PASSINGS: Vincent Timphony, Peter C. Marzio

Vincent Timphony

Trainer of Breeders’ Cup winner Wild Again

Vincent Timphony, 76, a thoroughbred trainer who guided Wild Again to victory in the inaugural Breeders’ Cup Classic in 1984, died Monday at Methodist Hospital in Arcadia, said his former wife, Scarlet. He had suffered from breathing problems and then had a series of strokes.

Wild Again, with jockey Pat Day riding, edged Gate Dancer and Slew o’ Gold to win the $3-million race at Hollywood Park, at that point the richest race ever run. Wild Again was declared the winner by track stewards after a finish so close “it looked like there was one big three-headed horse churning toward the finish line,” The Times reported.

The victory was the biggest of Timphony’s career.


He was born March 8, 1934, in New Orleans near the city’s Fair Grounds and started going to races there with his father when he was 3, Scarlet Timphony said. He graduated from New Orleans’ Warren Easton High School.

“By the time he was 11 or 12 he was running bets for bookmakers,” she said. “He was always a gambler; he won his first horse in a gin rummy game in New Orleans.”

He learned the business working in New Orleans for noted trainers Vester “Tennessee” Wright and Marion Van Berg. Timphony worked as a trainer in several states before coming to California in 1983.

Timphony won more than $9,000 betting on Wild Again in the Breeders’ Cup, The Times reported after the race. “I’ve always thought he was one of the best horses in the country,” he told USA Today in 2008.

Peter C. Marzio

Longtime director of Houston’s Museum of Fine Arts

Peter C. Marzio, 67, who built the Museum of Fine Arts, Houston into a world-class cultural center in nearly three decades as its director, died Thursday in Houston after a recurrence of cancer, the museum announced.

Marzio joined the museum in 1982 and was its longest-serving director. Under his leadership, the permanent collection more than quadrupled in size, growing from 14,000 artworks to 62,000.

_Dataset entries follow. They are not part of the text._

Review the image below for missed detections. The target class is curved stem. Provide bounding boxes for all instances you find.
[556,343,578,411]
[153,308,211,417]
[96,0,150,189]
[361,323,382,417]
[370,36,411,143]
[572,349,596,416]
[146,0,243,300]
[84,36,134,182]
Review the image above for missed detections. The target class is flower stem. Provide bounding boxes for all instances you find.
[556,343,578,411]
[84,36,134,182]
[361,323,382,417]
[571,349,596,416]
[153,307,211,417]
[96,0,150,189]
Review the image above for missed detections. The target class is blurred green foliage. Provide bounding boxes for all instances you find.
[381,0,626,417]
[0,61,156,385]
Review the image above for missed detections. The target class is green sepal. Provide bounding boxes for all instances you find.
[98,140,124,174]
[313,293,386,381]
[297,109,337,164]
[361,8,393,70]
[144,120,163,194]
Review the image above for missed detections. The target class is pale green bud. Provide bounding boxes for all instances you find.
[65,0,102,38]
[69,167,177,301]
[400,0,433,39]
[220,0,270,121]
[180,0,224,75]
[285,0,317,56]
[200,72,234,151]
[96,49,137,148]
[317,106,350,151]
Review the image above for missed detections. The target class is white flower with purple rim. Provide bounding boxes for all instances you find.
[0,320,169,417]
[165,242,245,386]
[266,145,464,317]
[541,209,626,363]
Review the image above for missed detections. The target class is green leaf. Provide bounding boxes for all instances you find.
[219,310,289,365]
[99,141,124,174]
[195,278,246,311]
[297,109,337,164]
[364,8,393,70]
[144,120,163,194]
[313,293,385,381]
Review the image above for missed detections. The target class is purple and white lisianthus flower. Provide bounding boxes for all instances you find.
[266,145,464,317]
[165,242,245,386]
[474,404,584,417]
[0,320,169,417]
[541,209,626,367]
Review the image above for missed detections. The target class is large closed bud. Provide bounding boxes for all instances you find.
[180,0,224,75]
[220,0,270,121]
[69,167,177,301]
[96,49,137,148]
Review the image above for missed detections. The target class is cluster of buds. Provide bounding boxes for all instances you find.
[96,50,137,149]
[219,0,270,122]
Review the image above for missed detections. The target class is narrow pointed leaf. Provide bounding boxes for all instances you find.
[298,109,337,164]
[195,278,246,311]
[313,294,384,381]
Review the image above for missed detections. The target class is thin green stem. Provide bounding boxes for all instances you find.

At the time of his death, Marzio was planning a third building for modern and contemporary art, which he envisioned as presenting a global view of art movements in the Americas, Europe and Asia.


Born May 8, 1943, into a working-class Italian immigrant family in New York, Marzio was a gas-station attendant while growing up. He was the first in his family to graduate from high school and went to Juniata College in Huntingdon, Pa., on a sports scholarship.

He earned a doctorate in art history and American history from the University of Chicago. He began his career in Washington, D.C., as curator of prints and drawings at the Smithsonian Institution, then became director and chief executive of the Corcoran Gallery of Art.

Marzio was among candidates interviewed in 1992 when the Los Angeles County Museum of Art was looking for a new director. The museum hired Michael Shapiro, who had been chief curator of the St. Louis Art Museum.